Apakah
aku merindukannya?
Entah,
namun, sepertinya rasa ini terasa berat, dadaku rasanya sesak saat
memikirkannya, air mataku juga akan
mengalir saat membayangkan sosoknya, dan saat mengingat luka yang ia buat, luka
itu akan semakin menganga dan memberi rasa sakit yang teramat.
Satu
hal lagi, aku ingin melihat sosoknya, tidak, aku ingin melihat senyumnya,
apalagi saat senyum itu hanya tertuju untukku. Juga suara lembutnya yang begitu
menyentuh kalbuku, aku rindu semua tentangnya.
Sungguh
aku sangat menginginkan itu, tapi... apalah daya, aku tak bisa berbuat apa-apa,
keberadaanya saat ini pun aku tak tahu, apakah dia sedang tidur nyenyak? Apakah
dia sedang membaca bukunya? Apakah dia sedang bekerja, atau apakah dia sedang
bersama wanita lain?, aku tak pernah tahu itu.
Rasanya
tidak akan pernah mungkin aku bisa melihatnya lagi dan melepas rasa rindu ini,
dulu saat masih bisa melihatnya saja, aku tak bisa melakukan apapun, diriku
terlalu pengecut untuk itu, selalu berada di zona aman tanpa mencoba tuk melangkah
keluar, bahkan saat ia mendekat menghampiri bukan kusapa lembut, namun malah
menjauh menghindar bersembunyi.
Lalu?
Akan dibawa kemana rasa rindu ini? yang semakin hari makin menyesakkan dada,
yang semakin hari makin menyiksa diri, entah, apakah hanya mengintip fotonya di akun sosmednya?

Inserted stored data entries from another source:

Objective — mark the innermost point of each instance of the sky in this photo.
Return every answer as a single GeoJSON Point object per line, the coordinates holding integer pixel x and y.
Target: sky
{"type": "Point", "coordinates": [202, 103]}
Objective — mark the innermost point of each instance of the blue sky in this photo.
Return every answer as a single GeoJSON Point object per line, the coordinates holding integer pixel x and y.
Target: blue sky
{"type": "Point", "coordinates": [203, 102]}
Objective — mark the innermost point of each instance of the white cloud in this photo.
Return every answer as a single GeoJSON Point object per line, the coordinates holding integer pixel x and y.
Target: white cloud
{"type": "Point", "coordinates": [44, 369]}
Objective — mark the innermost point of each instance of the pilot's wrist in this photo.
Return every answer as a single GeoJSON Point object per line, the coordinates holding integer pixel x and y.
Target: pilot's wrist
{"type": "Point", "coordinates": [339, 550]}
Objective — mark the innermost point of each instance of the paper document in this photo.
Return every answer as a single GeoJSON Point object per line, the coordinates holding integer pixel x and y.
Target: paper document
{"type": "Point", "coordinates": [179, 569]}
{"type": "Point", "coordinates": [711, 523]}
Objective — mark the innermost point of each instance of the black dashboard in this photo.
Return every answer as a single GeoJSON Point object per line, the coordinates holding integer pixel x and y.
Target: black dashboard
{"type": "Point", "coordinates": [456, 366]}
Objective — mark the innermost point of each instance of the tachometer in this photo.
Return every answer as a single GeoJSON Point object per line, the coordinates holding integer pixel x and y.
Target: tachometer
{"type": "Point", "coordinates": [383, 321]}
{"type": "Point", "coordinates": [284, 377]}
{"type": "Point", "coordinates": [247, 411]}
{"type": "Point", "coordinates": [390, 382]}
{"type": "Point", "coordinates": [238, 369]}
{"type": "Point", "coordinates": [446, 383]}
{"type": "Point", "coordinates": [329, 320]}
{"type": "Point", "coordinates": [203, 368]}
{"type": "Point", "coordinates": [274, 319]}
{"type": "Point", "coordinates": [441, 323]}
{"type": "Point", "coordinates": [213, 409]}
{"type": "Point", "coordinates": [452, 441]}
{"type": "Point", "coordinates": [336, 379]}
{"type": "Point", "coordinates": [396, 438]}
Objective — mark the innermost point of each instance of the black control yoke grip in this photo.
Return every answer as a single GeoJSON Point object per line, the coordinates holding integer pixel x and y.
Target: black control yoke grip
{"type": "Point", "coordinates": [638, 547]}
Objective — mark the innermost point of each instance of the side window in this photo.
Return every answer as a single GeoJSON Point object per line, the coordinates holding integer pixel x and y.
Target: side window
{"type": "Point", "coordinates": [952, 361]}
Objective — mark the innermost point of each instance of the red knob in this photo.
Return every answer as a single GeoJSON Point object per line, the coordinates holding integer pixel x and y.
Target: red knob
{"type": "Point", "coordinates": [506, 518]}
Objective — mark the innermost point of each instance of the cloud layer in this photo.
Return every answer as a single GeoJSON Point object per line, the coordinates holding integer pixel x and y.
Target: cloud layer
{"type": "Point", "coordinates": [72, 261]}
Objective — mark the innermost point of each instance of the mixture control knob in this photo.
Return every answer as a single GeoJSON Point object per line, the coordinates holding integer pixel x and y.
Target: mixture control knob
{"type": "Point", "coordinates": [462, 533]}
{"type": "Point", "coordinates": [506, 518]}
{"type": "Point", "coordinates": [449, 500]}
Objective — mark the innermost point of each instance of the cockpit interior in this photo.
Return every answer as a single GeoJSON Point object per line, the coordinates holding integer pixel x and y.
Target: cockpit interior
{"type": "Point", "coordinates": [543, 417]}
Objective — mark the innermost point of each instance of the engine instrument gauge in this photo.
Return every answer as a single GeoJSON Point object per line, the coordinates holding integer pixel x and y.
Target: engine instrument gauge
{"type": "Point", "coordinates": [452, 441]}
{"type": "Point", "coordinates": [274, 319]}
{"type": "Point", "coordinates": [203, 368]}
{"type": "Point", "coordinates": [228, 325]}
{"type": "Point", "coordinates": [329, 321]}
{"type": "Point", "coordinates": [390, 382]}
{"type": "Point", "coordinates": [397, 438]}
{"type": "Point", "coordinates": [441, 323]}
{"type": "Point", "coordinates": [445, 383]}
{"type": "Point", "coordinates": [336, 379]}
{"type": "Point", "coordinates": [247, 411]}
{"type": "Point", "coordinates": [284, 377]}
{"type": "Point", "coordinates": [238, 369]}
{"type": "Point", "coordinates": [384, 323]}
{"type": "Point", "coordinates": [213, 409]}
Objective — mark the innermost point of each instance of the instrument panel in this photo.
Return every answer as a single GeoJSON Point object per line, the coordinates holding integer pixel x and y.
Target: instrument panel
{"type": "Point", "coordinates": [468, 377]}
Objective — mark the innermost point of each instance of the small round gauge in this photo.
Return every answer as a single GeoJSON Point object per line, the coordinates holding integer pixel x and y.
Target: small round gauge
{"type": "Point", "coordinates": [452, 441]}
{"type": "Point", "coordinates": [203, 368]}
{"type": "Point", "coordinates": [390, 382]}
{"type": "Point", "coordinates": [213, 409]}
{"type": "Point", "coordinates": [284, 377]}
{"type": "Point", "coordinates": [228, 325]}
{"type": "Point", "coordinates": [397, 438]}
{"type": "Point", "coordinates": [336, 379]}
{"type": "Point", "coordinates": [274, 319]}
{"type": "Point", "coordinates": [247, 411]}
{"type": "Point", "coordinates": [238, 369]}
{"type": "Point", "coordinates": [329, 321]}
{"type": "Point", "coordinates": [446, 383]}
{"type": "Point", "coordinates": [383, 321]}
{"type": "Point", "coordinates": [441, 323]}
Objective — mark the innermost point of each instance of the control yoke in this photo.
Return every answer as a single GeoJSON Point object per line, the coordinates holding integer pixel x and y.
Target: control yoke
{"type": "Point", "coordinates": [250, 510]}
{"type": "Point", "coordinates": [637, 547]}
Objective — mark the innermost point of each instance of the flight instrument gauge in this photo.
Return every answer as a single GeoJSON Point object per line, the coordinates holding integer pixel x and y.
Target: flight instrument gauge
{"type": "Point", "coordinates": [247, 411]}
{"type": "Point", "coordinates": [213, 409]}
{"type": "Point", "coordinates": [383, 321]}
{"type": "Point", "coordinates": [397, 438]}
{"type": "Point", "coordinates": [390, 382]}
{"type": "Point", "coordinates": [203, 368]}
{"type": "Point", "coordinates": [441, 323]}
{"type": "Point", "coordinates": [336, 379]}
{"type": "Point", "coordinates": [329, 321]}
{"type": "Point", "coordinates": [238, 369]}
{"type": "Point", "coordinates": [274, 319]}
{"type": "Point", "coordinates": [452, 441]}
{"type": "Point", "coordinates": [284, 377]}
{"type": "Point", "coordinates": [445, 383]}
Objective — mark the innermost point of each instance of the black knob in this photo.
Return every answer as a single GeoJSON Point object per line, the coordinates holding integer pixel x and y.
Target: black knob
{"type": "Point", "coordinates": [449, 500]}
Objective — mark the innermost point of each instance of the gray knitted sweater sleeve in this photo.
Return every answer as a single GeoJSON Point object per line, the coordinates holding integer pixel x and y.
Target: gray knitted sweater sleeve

Iya benar, hanya itu, dan itu tak akan pernah cukup, tak akan bisa menyembuhkan
rasa sesak ini, bahkan untuk membalutnya saja tak akan bisa.
Sungguh
ingin sekali aku menghampirinya, membisikkan kata-kata indah ditelinganya, dan
memeluk erat tubuhnya, tapi sayangnya aku tak memiliki keberanian sedikitpun.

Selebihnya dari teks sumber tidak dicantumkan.